In returning to his alma mater, he simultaneously erases a lengthy daily commute. Shattuck is a longtime resident of Tuscaloosa, Alabama, the home base of the university system and the city where he and his wife raised their four daughters.

Shattuck was the top legal adviser to Governor Robert Bentley of Alabama before the university gave him its top legal honors. His prior job was based in the state capital, Montgomery, about two hours' drive from his home.

The transition from government to university has been seamless and gradual. Both employers have been flexible, the work required for the two jobs has proved complementary, and Shattuck has the opportunity to deal with a broad range of issues, which keeps things interesting.

In his government role, Shattuck represented the state in its handling of the Deepwater Horizon oil spill of 2010, a task he continues to handle during his transition. His duties have included filing a claim against the oil company BP plc on behalf of the state. "Part of the deal with me coming here was that I would be able to continue that," Shattuck says.

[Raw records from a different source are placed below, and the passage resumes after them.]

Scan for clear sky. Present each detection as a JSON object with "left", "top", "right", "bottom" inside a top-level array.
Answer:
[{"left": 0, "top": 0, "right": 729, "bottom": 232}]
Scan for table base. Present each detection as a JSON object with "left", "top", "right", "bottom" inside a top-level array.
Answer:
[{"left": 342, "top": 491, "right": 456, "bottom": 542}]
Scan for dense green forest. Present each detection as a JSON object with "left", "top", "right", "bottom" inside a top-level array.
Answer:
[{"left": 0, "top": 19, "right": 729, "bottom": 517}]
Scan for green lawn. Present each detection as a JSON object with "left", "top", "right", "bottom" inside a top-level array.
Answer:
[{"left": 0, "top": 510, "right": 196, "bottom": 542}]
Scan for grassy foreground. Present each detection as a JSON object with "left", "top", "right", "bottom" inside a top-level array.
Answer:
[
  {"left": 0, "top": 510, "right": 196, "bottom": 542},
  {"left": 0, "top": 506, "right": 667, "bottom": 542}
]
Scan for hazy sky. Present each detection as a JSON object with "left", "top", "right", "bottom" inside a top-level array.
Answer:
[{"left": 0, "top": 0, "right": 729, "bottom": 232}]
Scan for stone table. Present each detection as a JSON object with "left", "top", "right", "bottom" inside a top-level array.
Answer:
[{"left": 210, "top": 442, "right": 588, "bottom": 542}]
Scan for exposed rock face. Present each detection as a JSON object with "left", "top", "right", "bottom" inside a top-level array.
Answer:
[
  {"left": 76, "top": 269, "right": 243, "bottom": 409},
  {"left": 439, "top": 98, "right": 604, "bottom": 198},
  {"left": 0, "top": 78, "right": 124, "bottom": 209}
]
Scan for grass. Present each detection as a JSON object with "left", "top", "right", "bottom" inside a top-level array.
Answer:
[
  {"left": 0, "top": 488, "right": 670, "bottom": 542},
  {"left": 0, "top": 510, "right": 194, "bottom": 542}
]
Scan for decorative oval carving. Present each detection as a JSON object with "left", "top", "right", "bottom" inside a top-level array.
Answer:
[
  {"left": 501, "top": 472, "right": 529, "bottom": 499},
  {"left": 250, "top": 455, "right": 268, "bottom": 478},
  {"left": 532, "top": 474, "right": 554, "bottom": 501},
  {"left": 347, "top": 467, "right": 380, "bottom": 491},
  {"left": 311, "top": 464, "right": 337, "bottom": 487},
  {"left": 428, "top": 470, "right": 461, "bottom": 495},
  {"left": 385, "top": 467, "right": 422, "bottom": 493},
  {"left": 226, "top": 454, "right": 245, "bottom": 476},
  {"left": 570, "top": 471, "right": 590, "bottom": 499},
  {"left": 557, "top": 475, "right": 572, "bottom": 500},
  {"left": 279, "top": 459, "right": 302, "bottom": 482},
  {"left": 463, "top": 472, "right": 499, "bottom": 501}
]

The two entities have some similarities, which also helps with the transition, Shattuck says. Their operating budgets are similarly sized, and the university is the state's third-largest employer.

Both jobs also involve some high-profile problems. For the governor, Shattuck handled natural disasters and other controversial matters. The university has recently faced a horror of a very different kind. In 2010 Huntsville campus professor Amy Bishop murdered three of her colleagues. (She was sentenced to life in prison without parole in late September.) "You just never know what you're going to be faced with in a public institution," Shattuck says.

Before joining the governor's legal team in January 2011, Shattuck was a shareholder at the Tuscaloosa firm Rosen Harwood. His workload there included construction and bonds, civil litigation, alternative disputes and mediation, plaintiffs and defense litigation, labor and employment, and general corporate law. Shattuck has also taught courses at the University of Alabama over the past eight years. He graduated from the university's law school in 1990 after earning a bachelor's degree in economics from Georgia Institute of Technology in 1987.

Shattuck says he is humbled by his good fortune in the law. "I was lucky to have worked in the largest law firm in Tuscaloosa, and I didn't get pigeonholed in any way, with any client, industry, or practice," he says. "As my client bases or interests have changed, I was able to get wide exposure. I enjoyed opportunities you wouldn't think a lawyer from Tuscaloosa would get."